The ultimate goal of developing a PDX model is to recapitulate tumor biology for the development of effective cancer therapies. When xenografts are treated with therapeutic agents used in patients with that tumor, similar response rates are usually observed, suggesting that the PDX model is superior to cell culture models in vitro or in vivo for drug development. When mice bearing colorectal cancer xenografts were treated with cetuximab, the response rates mirrored those seen in clinical trials of cetuximab, and tumors bearing KRAS mutations were resistant to cetuximab, as are most KRAS-mutant colon cancers in human patients [14]. Similar results were demonstrated in a separate group of xenografts derived from colorectal cancer in which irinotecan and cetuximab as single agents had response rates in the population of xenografts that were similar to those found in human populations [15]. When mice with NSCLC xenografts were treated with chemotherapy regimens that are commonly administered to NSCLC patients, response rates were similar to those in patients [16]. Fifteen colorectal cancer xenografts responded to cytotoxic chemotherapy agents that are active in colon cancer in human patients [17].
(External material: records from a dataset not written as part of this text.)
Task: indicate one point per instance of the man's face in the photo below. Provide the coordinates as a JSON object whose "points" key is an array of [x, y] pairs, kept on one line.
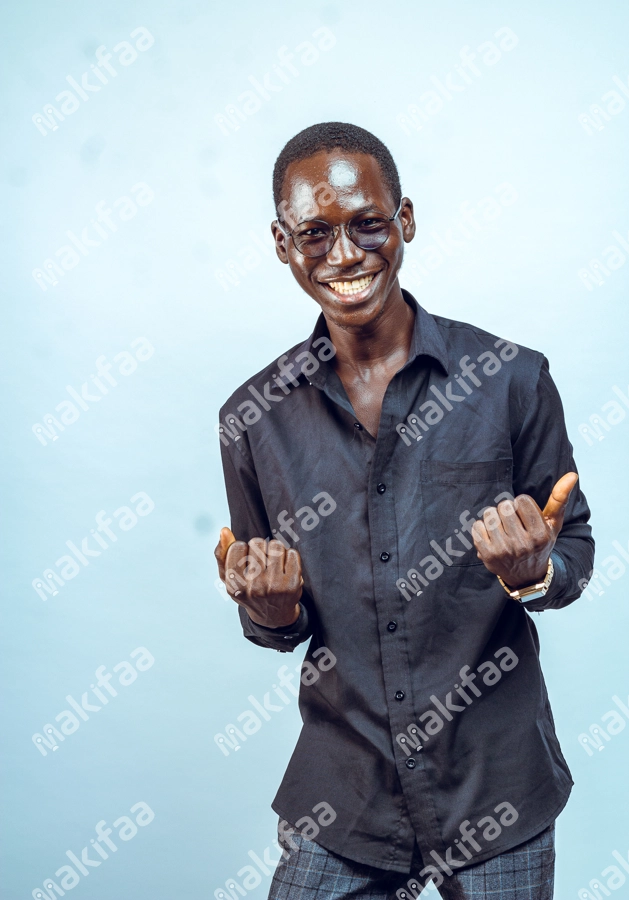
{"points": [[351, 285]]}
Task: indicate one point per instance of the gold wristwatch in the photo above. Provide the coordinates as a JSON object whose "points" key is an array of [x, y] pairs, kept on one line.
{"points": [[533, 591]]}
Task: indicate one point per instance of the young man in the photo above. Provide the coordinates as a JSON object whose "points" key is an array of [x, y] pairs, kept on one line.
{"points": [[418, 486]]}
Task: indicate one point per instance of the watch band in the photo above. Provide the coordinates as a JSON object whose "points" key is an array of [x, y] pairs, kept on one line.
{"points": [[533, 591]]}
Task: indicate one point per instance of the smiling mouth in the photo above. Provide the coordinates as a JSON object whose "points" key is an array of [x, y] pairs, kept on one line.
{"points": [[349, 288]]}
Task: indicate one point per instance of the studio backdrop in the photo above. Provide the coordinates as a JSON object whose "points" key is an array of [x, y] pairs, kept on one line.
{"points": [[141, 288]]}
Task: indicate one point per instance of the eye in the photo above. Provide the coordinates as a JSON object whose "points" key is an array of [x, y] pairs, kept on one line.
{"points": [[369, 223]]}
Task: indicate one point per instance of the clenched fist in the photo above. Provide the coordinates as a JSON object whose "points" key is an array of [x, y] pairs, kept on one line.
{"points": [[263, 577], [514, 539]]}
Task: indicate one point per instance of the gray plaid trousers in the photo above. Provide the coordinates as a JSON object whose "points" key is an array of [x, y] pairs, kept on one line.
{"points": [[313, 873]]}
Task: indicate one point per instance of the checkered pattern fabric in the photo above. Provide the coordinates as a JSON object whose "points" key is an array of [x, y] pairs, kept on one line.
{"points": [[313, 873]]}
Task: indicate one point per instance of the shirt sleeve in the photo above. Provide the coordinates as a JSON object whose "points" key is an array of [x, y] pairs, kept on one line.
{"points": [[542, 453], [248, 520]]}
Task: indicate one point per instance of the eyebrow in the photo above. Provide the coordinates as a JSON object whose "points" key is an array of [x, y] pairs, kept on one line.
{"points": [[359, 212]]}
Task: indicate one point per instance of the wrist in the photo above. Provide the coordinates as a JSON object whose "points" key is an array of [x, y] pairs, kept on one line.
{"points": [[533, 590], [276, 621]]}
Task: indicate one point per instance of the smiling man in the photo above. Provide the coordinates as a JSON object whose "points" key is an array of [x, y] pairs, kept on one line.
{"points": [[402, 490]]}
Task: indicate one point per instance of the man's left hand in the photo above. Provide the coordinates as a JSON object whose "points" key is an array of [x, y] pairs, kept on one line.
{"points": [[514, 539]]}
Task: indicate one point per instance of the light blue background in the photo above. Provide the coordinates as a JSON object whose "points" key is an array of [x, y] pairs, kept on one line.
{"points": [[154, 432]]}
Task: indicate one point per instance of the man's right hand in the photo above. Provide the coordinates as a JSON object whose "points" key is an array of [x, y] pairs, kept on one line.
{"points": [[263, 577]]}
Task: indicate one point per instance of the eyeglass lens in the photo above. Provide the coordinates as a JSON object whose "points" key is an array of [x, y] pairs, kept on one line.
{"points": [[317, 238]]}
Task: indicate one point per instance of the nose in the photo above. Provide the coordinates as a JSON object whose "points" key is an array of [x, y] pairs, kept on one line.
{"points": [[344, 252]]}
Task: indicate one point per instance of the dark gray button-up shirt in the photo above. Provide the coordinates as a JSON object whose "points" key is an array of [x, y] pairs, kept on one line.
{"points": [[435, 713]]}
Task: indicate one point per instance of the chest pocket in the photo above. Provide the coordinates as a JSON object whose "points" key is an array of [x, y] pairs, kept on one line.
{"points": [[453, 495]]}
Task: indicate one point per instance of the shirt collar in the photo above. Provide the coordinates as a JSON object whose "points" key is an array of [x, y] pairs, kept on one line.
{"points": [[427, 341]]}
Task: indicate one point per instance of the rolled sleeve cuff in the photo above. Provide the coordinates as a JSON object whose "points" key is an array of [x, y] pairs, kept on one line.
{"points": [[284, 639], [555, 591]]}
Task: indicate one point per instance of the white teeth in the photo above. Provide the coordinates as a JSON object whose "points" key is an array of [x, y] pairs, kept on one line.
{"points": [[352, 287]]}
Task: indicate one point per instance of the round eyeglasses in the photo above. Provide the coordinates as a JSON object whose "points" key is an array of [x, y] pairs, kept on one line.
{"points": [[367, 230]]}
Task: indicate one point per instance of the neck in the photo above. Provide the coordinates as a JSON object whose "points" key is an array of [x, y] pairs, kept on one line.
{"points": [[387, 337]]}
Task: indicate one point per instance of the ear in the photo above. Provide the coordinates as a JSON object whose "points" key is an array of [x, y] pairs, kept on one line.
{"points": [[407, 218], [280, 242]]}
Data linking drug sensitivity in specific patients to their paired xenografts are sparse. In a pancreatic cancer model, there was a positive correlation between responses of the xenografts to gemcitabine and time to progression for the corresponding 7 patients who were treated with gemcitabine [31]. The most comprehensive and only prospective published study established xenografts from 14 patients with advanced metastatic disease and screened the tumors for sensitivity to 63 drugs. Two of the patients’ xenografts were not sensitive to any drugs tested, but the other 12 patients underwent therapy based on the xenograft data. In 9 of the 12 patients, the cancer responded as predicted by this screening, while the two cancers whose xenografts were resistant did not respond to standard therapy [46]. Although these numbers are too small for rigorous statistical analysis, the correlation is striking and clearly indicates that the PDX model may be useful to predict drug sensitivity prospectively. We successfully utilized the HOSC1 model to determine the in vivo efficacy of JAK and Src inhibition, demonstrating that our model may be useful for developing novel cancer therapeutics [26].
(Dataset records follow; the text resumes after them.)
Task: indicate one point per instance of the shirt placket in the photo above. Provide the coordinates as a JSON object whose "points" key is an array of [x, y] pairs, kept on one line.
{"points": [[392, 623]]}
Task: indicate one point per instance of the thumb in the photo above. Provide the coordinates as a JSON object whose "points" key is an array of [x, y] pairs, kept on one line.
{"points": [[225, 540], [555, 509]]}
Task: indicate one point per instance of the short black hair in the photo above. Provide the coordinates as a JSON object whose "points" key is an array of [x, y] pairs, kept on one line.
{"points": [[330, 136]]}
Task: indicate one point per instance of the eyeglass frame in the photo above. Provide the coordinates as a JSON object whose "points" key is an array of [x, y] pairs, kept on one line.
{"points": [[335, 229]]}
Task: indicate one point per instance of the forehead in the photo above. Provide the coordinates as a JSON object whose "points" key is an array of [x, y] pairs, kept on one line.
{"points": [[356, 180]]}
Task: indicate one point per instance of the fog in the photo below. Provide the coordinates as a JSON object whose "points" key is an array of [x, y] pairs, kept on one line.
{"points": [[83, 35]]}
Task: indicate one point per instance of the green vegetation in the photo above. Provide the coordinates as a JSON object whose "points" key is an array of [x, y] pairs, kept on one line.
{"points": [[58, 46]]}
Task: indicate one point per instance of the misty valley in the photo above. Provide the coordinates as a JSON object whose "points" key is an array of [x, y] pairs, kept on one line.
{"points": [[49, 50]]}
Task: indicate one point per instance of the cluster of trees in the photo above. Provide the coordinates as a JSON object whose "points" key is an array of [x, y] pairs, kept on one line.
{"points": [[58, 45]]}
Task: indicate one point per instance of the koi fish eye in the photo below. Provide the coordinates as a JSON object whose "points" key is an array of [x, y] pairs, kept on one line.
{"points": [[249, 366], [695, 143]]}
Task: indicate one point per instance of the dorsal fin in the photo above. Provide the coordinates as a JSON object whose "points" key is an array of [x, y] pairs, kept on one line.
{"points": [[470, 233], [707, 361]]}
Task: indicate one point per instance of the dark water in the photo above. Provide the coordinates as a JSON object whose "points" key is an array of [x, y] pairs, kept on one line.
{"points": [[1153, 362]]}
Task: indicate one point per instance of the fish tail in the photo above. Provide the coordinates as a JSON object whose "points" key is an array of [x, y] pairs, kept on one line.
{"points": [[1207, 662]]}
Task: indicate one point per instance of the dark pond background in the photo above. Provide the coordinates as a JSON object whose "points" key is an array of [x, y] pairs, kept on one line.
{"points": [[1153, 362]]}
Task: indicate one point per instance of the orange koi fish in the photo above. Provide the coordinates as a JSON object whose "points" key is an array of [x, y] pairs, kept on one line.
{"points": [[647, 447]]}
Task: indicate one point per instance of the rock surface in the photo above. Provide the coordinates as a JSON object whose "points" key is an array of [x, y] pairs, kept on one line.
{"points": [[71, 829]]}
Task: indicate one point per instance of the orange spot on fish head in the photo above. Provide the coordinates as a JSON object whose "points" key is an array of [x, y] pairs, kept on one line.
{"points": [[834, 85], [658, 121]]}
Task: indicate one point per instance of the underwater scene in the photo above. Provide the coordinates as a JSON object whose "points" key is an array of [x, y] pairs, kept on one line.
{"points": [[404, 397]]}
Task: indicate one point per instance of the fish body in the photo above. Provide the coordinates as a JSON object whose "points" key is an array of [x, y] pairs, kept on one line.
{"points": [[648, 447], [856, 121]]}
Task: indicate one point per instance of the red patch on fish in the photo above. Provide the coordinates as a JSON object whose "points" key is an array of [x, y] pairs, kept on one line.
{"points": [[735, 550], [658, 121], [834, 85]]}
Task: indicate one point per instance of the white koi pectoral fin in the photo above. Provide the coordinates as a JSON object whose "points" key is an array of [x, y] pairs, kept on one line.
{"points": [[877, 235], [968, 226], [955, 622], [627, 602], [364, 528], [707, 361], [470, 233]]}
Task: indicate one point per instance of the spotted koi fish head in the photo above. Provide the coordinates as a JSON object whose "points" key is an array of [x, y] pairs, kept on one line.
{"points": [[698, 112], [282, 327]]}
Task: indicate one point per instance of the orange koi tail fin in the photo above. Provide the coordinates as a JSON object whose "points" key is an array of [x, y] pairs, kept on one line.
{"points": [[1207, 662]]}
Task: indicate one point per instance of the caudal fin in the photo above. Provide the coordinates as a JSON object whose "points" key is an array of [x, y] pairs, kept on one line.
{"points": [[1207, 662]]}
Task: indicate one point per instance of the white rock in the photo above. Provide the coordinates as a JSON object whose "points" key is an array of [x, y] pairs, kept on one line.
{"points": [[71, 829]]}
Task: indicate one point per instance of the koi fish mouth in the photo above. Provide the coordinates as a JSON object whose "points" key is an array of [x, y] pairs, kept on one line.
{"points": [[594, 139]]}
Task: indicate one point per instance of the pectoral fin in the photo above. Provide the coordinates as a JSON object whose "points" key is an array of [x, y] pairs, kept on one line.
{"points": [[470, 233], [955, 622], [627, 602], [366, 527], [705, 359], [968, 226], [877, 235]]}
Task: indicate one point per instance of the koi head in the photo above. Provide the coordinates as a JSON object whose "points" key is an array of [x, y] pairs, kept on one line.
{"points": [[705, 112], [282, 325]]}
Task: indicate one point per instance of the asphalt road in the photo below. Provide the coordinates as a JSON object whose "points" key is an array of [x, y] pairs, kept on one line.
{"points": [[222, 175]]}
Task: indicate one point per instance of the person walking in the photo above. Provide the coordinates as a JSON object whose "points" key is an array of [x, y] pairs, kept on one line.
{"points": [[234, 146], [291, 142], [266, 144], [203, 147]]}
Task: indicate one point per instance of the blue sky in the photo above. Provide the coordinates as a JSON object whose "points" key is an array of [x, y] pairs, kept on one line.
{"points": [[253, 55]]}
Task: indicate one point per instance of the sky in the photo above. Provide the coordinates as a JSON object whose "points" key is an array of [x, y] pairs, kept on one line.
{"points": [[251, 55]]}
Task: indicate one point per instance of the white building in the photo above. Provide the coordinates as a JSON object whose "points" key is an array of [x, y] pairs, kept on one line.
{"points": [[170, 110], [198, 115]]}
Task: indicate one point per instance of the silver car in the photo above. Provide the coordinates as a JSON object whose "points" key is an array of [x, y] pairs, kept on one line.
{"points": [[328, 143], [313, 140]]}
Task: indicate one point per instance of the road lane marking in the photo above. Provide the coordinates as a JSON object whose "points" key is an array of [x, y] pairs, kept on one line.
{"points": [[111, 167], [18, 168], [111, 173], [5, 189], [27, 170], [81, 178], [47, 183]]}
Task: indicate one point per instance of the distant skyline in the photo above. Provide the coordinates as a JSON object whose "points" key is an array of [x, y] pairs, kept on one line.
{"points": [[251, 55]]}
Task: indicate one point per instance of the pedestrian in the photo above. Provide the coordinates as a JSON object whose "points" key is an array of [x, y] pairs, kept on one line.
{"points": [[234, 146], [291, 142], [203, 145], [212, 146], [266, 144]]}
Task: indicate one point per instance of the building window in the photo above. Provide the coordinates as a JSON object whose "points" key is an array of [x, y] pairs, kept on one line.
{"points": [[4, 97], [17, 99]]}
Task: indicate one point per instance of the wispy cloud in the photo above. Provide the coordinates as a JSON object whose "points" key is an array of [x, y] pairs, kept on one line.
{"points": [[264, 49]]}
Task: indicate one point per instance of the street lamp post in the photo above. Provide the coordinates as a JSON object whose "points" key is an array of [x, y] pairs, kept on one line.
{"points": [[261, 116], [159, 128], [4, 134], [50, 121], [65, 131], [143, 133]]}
The biggest limitations of our study were the low engraftment rate and lack of adequate tissue for analysis of all parental tumors. Many resected HNSCC tumors are small, and the residual tissue after standard pathologic analysis is completed is not adequate for research studies. The use of NSG rather than the Nude mouse may improve the engraftment rate and allow for the retention of human fibroblasts and lymphocytes [4749]. Nonetheless, our study is the most comprehensive analysis and development of the PDX model for HNSCC to date.
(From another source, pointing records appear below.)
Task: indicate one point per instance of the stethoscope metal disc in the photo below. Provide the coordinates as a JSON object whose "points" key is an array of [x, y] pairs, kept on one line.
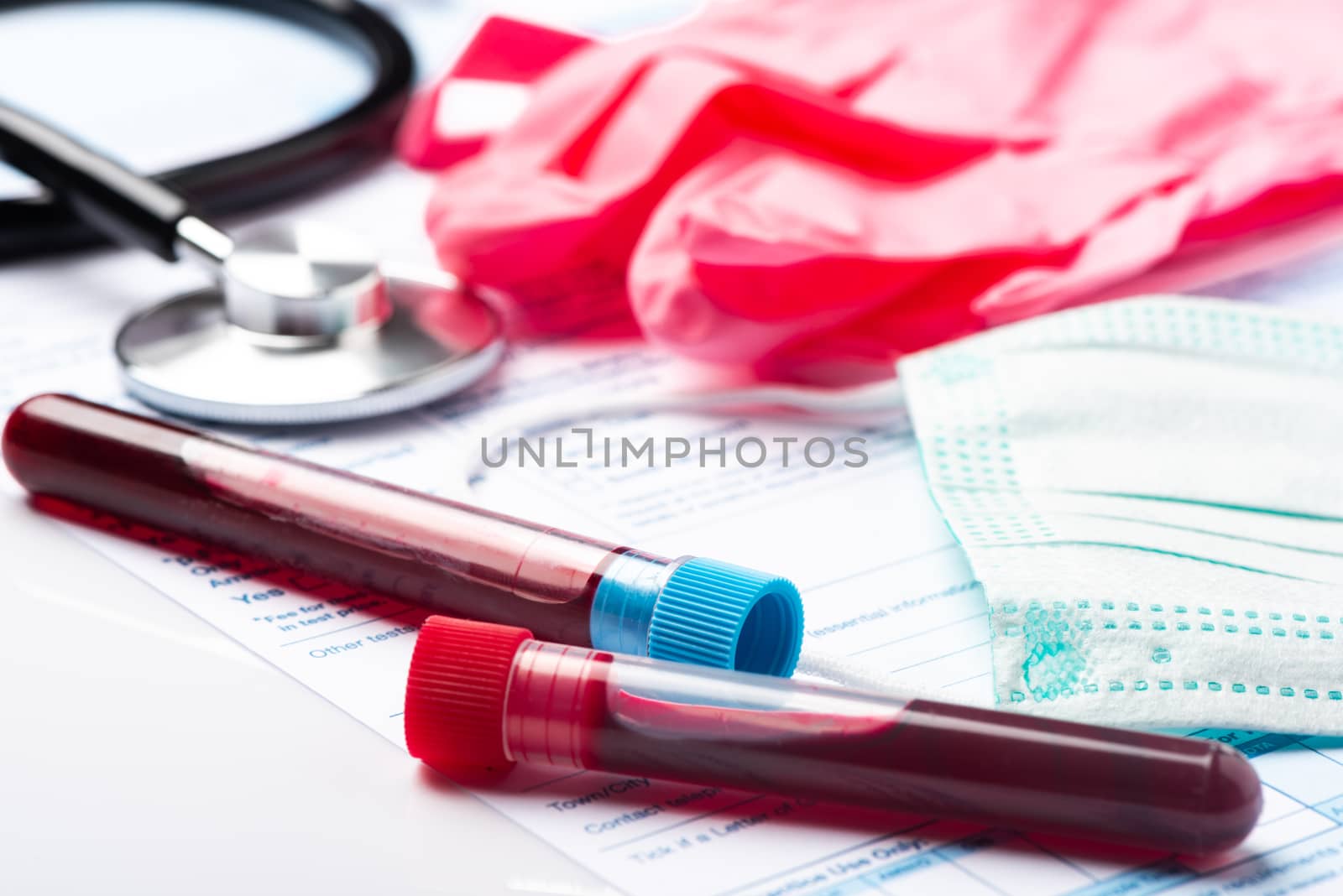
{"points": [[185, 357]]}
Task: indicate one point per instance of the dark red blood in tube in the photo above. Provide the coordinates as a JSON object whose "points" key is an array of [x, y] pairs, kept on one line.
{"points": [[593, 710], [948, 761], [443, 555]]}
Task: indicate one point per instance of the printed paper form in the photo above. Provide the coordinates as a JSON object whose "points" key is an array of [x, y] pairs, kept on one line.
{"points": [[881, 577]]}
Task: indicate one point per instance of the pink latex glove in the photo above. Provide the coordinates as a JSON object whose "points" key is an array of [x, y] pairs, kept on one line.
{"points": [[816, 188]]}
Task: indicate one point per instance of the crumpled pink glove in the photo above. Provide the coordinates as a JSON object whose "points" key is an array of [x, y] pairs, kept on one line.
{"points": [[817, 188]]}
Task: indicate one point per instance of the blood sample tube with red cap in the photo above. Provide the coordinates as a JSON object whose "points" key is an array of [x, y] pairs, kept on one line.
{"points": [[441, 555], [485, 696]]}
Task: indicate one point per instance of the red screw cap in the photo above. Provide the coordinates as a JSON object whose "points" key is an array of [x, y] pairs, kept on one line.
{"points": [[454, 695]]}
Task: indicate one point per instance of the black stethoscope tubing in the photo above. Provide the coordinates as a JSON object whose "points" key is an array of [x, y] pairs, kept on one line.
{"points": [[270, 174]]}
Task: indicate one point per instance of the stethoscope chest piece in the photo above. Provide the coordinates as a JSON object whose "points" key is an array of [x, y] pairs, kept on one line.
{"points": [[304, 326]]}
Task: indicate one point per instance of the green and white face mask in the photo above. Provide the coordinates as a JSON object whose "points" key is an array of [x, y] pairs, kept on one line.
{"points": [[1152, 494]]}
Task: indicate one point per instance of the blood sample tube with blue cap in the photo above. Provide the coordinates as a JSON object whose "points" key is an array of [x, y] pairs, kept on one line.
{"points": [[483, 696], [441, 555]]}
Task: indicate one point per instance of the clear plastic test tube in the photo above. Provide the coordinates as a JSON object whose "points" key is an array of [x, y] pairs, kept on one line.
{"points": [[483, 696], [441, 555]]}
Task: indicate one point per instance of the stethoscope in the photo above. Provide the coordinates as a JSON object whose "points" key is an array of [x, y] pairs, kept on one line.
{"points": [[302, 324]]}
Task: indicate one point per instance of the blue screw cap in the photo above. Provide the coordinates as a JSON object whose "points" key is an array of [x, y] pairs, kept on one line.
{"points": [[698, 611]]}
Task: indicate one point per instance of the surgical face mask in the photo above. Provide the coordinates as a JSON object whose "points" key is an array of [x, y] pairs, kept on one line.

We have demonstrated that developing a PDX model for HNSCC is feasible, although challenging because of the uncertain availability of adequate tumor. The engraftment rate for HNSCC was low, but it may be enhanced by using the NSG mouse, selecting patients with nodal disease and poorly differentiated tumors. Several common themes for PDX tumors were recapitulated by our work: the loss of human stroma; the fidelity of the histology; and the utility for testing therapeutic agents.